As I continue north, paralleling Lake Tanganyika but never actually glimpsing it, things get more rural. Settlements become more sporadic, I cycle for hours at a time seeing no man nor vehicle. The biggest hint that I may be in more rural areas is that gone is the smooth tar; I am in the realms of dirt roads. In stretches they can be as smooth if not smoother than their tar counter parts, but these stretches are an oasis on an otherwise perilsome surface. Bone rattling and pannier breaking, my two rear panniers are now supported by a bungee cord as their cross beam has failed and the front rack is more cable tie than metal as it has sheared at the “strong” point.
Rains and dirt roads do not go hand in hand, the surface becomes slick and my bike ungainly. The camber of the road and the ruts formed by the tracks of vehicles causes my bikes to slither, I move forward like a sidewinder as my rear wheel tries to take the lead. I manage to stay upright albeit wide eyed and tense; splash, I go head first into a foot deep well formed in the tyre tracks; squelch I klinsmann headlong into thick mud.
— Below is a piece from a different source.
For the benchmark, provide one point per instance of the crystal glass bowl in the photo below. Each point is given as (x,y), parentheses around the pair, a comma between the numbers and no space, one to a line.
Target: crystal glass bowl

It’s going to be a long few days.
I feel like a mountain biker rather than a tar tourer as I pull in to rest stops. Mud is caped up the length of my body, matted in my beard with a crust forming on my arms and legs. It has its advantages; it’s natures sun cream which is ideal as I’ve run out. I am sure some mug in Chelsea would pay a good price for a facial in this rich clay soil. Though I suspect it would come in a chic white pot and be applied by a softly spoken, bland but relatively attractive woman rather than flicked in your eyes off my tyre.
It might be my dishevelled appearance, like some sort of swamp monster, but here in the sticks toddlers burst into tears and run for cover behind a door or mothers skirt. On the roads children are collecting flying ants, as I slip and slide towards them, they pause like the ground squirrels, think for a moment then flee dropping what ever they are holding be it nut or bowl and dash into the bush. The only evidence that they were there is perhaps a shoe lost in flight. I’ve become notorious.